North Texas Daily

Unfriendly skies get sharper

Unfriendly skies get sharper

March 19
21:49 2013

The stress of air travel is enough to make anybody edgy. But if you’re already afraid of flying in a post-9/11 world, the Transport Security Administration probably just made your life a lot worse.

More commonly known as the TSA, this branch of the U.S. Department of Homeland Security surprised travelers and airline employees alike by easing up on restrictions concerning what travelers can bring aboard a plane.

For the first time since the 9/11 attacks, airline passengers can soon bring small pocketknives in their carry-on luggage, as long as the blade length does not exceed 2.36 inches.

This change goes into effect next month, and will also allow smaller knives like blades attached to corkscrews or nail clippers to be taken aboard, while still restricting larger knives that might pose a greater threat to passengers and crew.

It seems like a step in the right direction for speeding up the nightmare of modern airport security, but a few important people are concerned.

Actually, it’s more than a few—more than five organizations and labor unions representing thousands of flight attendents, pilots, federal air marshals and concerned passengers have all expressed their opposition to the changed policy.
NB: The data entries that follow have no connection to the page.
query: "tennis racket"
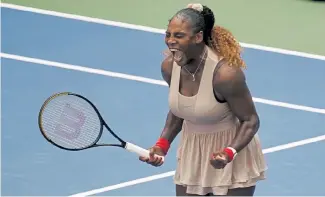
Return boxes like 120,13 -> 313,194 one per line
38,92 -> 164,159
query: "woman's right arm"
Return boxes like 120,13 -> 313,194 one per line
140,57 -> 183,166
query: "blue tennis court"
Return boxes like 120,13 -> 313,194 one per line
1,8 -> 325,196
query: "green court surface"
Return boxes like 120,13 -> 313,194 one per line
2,0 -> 325,55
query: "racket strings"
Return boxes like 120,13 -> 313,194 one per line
41,96 -> 101,149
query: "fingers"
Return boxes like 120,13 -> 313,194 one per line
139,148 -> 164,167
210,153 -> 228,169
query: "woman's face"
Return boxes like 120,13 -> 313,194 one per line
165,17 -> 197,66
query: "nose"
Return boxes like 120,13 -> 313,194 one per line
167,38 -> 177,47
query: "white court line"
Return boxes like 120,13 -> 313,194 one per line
70,135 -> 325,197
1,3 -> 325,60
1,53 -> 325,114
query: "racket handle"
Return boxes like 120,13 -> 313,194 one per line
125,142 -> 164,161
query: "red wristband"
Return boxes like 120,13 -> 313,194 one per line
223,147 -> 237,162
156,138 -> 170,155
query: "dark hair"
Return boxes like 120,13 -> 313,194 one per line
173,6 -> 246,67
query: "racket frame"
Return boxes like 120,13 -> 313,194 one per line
38,92 -> 127,151
38,92 -> 164,161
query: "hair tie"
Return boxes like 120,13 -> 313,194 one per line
187,3 -> 203,12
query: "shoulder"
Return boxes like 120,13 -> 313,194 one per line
161,56 -> 173,85
213,62 -> 247,96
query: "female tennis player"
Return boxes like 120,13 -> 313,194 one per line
140,4 -> 267,196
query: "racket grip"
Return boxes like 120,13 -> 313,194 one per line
125,142 -> 164,161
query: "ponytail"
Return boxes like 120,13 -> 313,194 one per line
201,6 -> 246,68
208,26 -> 246,68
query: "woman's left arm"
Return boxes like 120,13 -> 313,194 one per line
213,65 -> 260,153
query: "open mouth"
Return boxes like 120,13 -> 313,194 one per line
169,49 -> 182,61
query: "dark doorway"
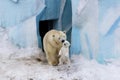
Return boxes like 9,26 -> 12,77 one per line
39,20 -> 55,51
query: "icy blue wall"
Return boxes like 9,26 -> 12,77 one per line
0,0 -> 45,47
71,0 -> 120,63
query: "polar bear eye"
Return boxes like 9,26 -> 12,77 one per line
58,37 -> 60,40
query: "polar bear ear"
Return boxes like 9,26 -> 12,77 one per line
63,31 -> 66,34
52,35 -> 55,37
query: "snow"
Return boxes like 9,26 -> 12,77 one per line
0,27 -> 120,80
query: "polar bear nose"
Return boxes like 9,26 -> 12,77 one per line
62,40 -> 65,43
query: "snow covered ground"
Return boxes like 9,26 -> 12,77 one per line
0,28 -> 120,80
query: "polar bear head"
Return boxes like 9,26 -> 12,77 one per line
53,31 -> 67,43
63,40 -> 70,48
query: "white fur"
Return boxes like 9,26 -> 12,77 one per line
58,41 -> 70,65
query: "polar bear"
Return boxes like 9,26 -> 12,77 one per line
43,30 -> 66,66
58,41 -> 70,65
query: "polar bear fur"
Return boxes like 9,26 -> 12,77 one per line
58,41 -> 70,65
43,30 -> 66,66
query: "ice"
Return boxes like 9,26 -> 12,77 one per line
0,0 -> 45,27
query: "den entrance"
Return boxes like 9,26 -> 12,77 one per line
39,20 -> 55,51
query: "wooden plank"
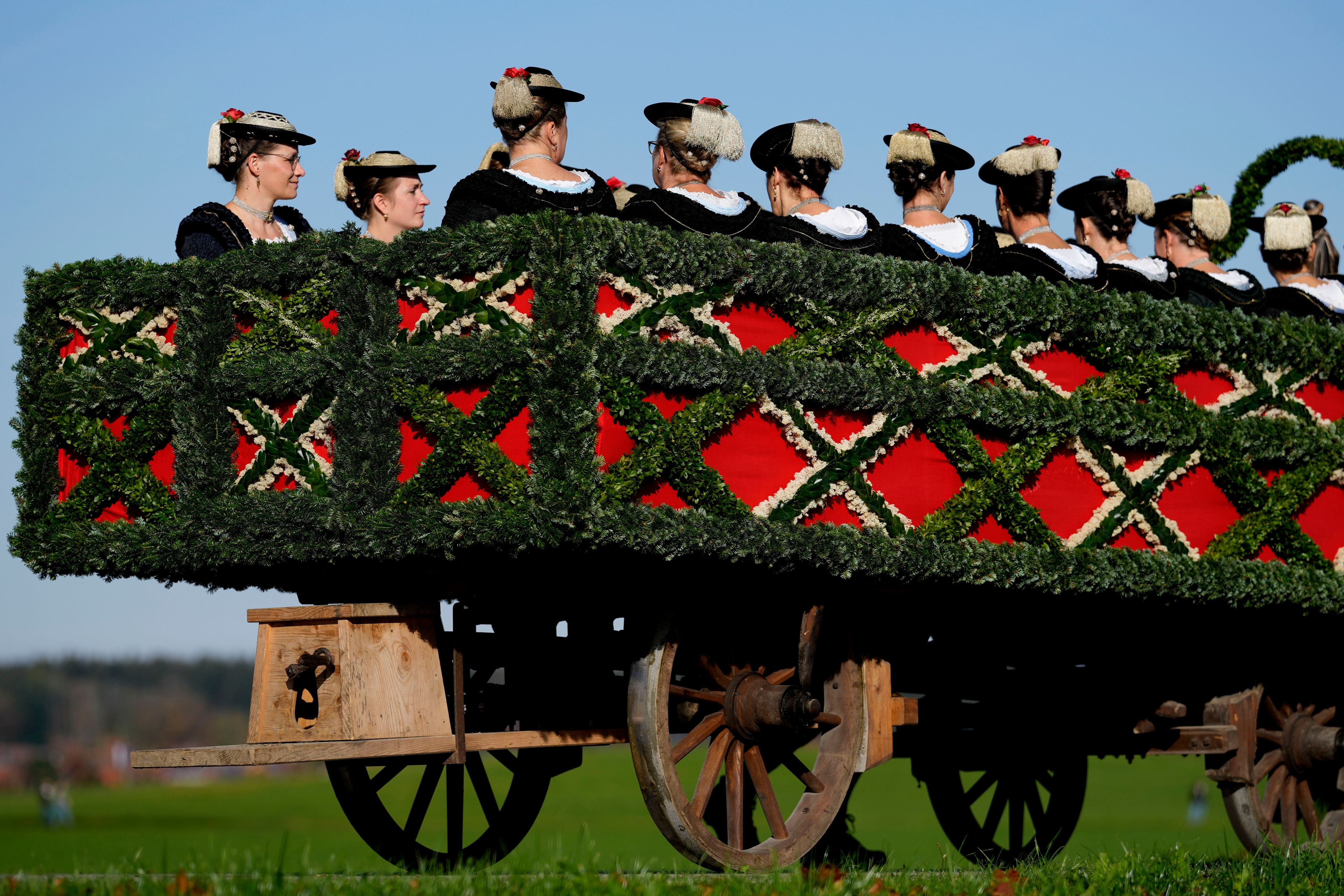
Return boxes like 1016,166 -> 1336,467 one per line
338,617 -> 453,740
891,694 -> 919,726
247,603 -> 438,622
130,728 -> 629,768
1148,726 -> 1240,756
855,659 -> 892,771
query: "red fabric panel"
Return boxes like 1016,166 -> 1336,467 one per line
1027,348 -> 1102,392
597,284 -> 634,317
59,327 -> 89,357
802,494 -> 863,529
500,285 -> 532,317
714,302 -> 798,352
1019,450 -> 1106,539
700,404 -> 808,508
597,402 -> 634,470
1172,368 -> 1237,404
397,295 -> 429,329
149,442 -> 177,494
970,516 -> 1012,544
1297,482 -> 1344,563
495,407 -> 532,473
867,431 -> 961,525
440,473 -> 495,502
397,420 -> 438,482
640,482 -> 691,510
882,324 -> 957,371
56,447 -> 89,502
1293,380 -> 1344,420
808,407 -> 872,442
644,392 -> 695,420
448,386 -> 491,416
1110,525 -> 1153,551
1157,466 -> 1242,552
1255,544 -> 1288,566
93,500 -> 130,523
102,414 -> 126,442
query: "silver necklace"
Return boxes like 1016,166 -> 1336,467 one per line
784,199 -> 821,218
234,194 -> 275,224
508,152 -> 555,168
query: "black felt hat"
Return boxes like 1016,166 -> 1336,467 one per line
882,124 -> 976,170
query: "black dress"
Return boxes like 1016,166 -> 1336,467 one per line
443,165 -> 617,227
882,215 -> 999,274
752,205 -> 882,255
1176,267 -> 1273,314
177,203 -> 313,261
621,189 -> 773,239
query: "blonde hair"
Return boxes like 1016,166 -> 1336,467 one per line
656,118 -> 719,181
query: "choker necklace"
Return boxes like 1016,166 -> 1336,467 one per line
234,194 -> 275,224
784,199 -> 821,218
508,152 -> 555,168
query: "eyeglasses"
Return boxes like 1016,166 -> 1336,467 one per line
257,152 -> 298,170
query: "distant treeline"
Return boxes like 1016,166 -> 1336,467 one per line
0,658 -> 253,750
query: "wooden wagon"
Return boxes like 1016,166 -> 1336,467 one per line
11,215 -> 1344,868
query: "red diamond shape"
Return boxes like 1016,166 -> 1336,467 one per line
1293,380 -> 1344,420
700,404 -> 808,508
714,302 -> 798,353
1019,450 -> 1106,539
1157,466 -> 1242,553
866,433 -> 961,527
806,407 -> 872,442
1297,482 -> 1344,563
970,516 -> 1013,544
1110,525 -> 1153,551
1172,367 -> 1237,406
597,402 -> 634,470
882,324 -> 957,373
1027,346 -> 1104,392
802,494 -> 863,529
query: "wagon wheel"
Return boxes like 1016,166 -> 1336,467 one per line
629,610 -> 864,869
327,750 -> 554,870
920,754 -> 1087,865
1219,694 -> 1344,852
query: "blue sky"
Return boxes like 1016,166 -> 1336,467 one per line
0,0 -> 1344,661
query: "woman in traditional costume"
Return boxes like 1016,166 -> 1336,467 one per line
443,66 -> 616,227
751,118 -> 882,255
1250,203 -> 1344,324
336,149 -> 437,243
1144,184 -> 1265,310
621,97 -> 768,238
1058,168 -> 1176,298
177,109 -> 316,259
882,124 -> 999,273
980,136 -> 1097,284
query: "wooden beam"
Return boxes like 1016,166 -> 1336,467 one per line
247,603 -> 438,622
130,728 -> 629,768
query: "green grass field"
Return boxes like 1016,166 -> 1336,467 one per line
0,747 -> 1242,873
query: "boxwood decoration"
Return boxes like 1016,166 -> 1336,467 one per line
9,214 -> 1344,610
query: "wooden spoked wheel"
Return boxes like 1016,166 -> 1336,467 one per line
629,611 -> 864,869
327,750 -> 554,870
920,755 -> 1087,865
1219,694 -> 1344,852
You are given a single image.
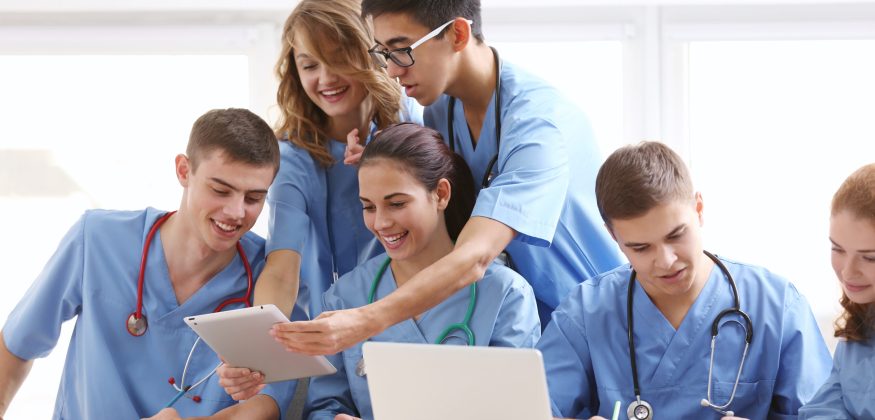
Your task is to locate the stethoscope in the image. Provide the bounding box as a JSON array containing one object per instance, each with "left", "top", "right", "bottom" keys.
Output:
[
  {"left": 447, "top": 47, "right": 501, "bottom": 188},
  {"left": 626, "top": 251, "right": 753, "bottom": 420},
  {"left": 126, "top": 211, "right": 252, "bottom": 408},
  {"left": 355, "top": 257, "right": 477, "bottom": 376}
]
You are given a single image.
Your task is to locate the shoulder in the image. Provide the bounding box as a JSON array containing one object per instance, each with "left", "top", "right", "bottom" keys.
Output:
[
  {"left": 398, "top": 92, "right": 425, "bottom": 125},
  {"left": 273, "top": 140, "right": 322, "bottom": 184},
  {"left": 240, "top": 231, "right": 266, "bottom": 262},
  {"left": 77, "top": 207, "right": 161, "bottom": 239},
  {"left": 478, "top": 262, "right": 534, "bottom": 293},
  {"left": 715, "top": 256, "right": 808, "bottom": 310},
  {"left": 556, "top": 264, "right": 632, "bottom": 313},
  {"left": 501, "top": 61, "right": 592, "bottom": 141},
  {"left": 325, "top": 253, "right": 386, "bottom": 309},
  {"left": 422, "top": 94, "right": 450, "bottom": 130}
]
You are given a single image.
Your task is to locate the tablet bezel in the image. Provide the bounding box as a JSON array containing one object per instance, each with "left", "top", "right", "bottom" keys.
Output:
[{"left": 185, "top": 305, "right": 337, "bottom": 383}]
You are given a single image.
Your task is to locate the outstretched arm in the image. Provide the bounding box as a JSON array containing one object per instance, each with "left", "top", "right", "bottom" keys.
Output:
[
  {"left": 253, "top": 249, "right": 301, "bottom": 316},
  {"left": 273, "top": 217, "right": 516, "bottom": 355},
  {"left": 0, "top": 333, "right": 33, "bottom": 419}
]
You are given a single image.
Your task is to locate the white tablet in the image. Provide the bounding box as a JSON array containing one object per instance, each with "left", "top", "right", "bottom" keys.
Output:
[{"left": 185, "top": 305, "right": 337, "bottom": 383}]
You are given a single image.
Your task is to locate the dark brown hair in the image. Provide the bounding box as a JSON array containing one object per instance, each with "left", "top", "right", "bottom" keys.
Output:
[
  {"left": 185, "top": 108, "right": 280, "bottom": 174},
  {"left": 830, "top": 164, "right": 875, "bottom": 341},
  {"left": 359, "top": 123, "right": 475, "bottom": 241},
  {"left": 595, "top": 141, "right": 694, "bottom": 228},
  {"left": 362, "top": 0, "right": 483, "bottom": 43}
]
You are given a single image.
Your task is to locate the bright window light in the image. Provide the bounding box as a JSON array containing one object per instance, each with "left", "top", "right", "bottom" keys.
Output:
[
  {"left": 0, "top": 55, "right": 252, "bottom": 418},
  {"left": 688, "top": 40, "right": 875, "bottom": 348}
]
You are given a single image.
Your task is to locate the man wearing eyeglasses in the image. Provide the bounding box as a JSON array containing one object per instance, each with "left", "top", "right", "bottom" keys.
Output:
[{"left": 276, "top": 0, "right": 622, "bottom": 354}]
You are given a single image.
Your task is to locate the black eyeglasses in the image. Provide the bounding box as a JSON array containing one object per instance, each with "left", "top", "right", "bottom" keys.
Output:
[{"left": 368, "top": 19, "right": 474, "bottom": 68}]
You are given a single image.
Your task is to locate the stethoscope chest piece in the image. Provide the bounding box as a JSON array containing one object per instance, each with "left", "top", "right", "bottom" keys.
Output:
[
  {"left": 355, "top": 357, "right": 368, "bottom": 377},
  {"left": 626, "top": 399, "right": 653, "bottom": 420},
  {"left": 126, "top": 312, "right": 149, "bottom": 337}
]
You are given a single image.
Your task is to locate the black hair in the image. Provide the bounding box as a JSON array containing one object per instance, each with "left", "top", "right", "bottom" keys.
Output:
[{"left": 362, "top": 0, "right": 484, "bottom": 43}]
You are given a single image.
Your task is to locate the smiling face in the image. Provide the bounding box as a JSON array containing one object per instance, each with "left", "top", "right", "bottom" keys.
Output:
[
  {"left": 611, "top": 194, "right": 711, "bottom": 302},
  {"left": 359, "top": 159, "right": 449, "bottom": 261},
  {"left": 292, "top": 31, "right": 367, "bottom": 118},
  {"left": 829, "top": 210, "right": 875, "bottom": 305},
  {"left": 374, "top": 13, "right": 454, "bottom": 106},
  {"left": 176, "top": 150, "right": 274, "bottom": 252}
]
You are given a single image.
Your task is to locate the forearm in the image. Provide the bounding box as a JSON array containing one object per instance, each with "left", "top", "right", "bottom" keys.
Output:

There’s at least one appeal to reinstate the knife ban floating around on the White House petitions website that has more than 60,000 signatures.

The controversy stems from the unfortunate history of knives on planes. Hijackers used box cutters and possibly other bladed weapons to take control of aircraft during the terrorist attacks on 9/11. Although box cutters still aren’t allowed, the fear remains among passengers and crew that smaller knives could do the same damage in the wrong hands.

No matter how sharp it is, we trust the American people not to give in to the crazed wielder of a two-inch pocketknife, let alone a corkscrew. But that doesn’t mean we think the TSA is right.

It doesn’t matter how many knives you stuff in your pockets—we’re still waiting in line to take off our shoes, putting liquids like shampoo into special containers and watching as 90-year-old women and mentally disabled children are “randomly selected” for invasive pat-downs by TSA agents before we even get on the plane.

In the last decade, more than 25,000 security breaches were documented at American airports monitored by the TSA. These breaches include failures to detect fake bombs, loaded guns and other weapons far more dangerous than a box cutter.

Until these larger problems are addressed, the knife controversy just seems like a distraction. We’re not saying safety in the skies isn’t a priority—but there’s definitely a better way to ensure security when we fly.